Do I read any of these extraneous pages of information? Not usually. Marketing pitches, quite frankly, piss me off. Terrible thing for me to write as a publisher, I realize, but it’s true. In fact, I’ve developed such an antipathy to marketing pitches that I often find myself sneering, muttering imprecations, grunting disbelief, and growling impatience.

CVs, particularly if they run into pages, have the same effect. I find myself snarling, “Do I care that you wrote the PM’s acceptance speech?”

This sort of badger-like behaviour isn’t my normal demeanour. Ask anyone who has come to know me. On any given day I’m normally a nice person, even given to smiles and laughter. So why the transformation when it comes to receiving a submission accompanied by bumph?

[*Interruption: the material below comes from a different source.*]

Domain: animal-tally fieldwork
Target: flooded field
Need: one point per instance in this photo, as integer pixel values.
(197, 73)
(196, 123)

I’ve reasoned out that my antipathy arises out of the fact none of that information actually tells me if the writers can, well, write. What I do want to read is that first paragraph, first page, first chapter of the story. And if by 100 pages the author has made me forget about the resident badger, well, we’ve settled down to a reasonable and sane consideration of a literary work, whether fiction or non-fiction, that will make the cynic shut up and stay that way.

Then, and only then, after sating myself with a deliciously good read, will I turn to the CV first, mostly to find out what sort of experience and person with whom I’m potentially going to be entering a long-term relationship. And then, after that, turn to the pitch.

So, you see, for this house, for this editor and publisher, getting my attention isn’t about how good a huckster you can be. It IS about telling me a good, honest story. That’s it. Just write the most honest story you can, polish it (because grammar and punctuation errors will most definitely conjure the badger), and send it in — that is, of course, when Five Rivers is again open to submissions.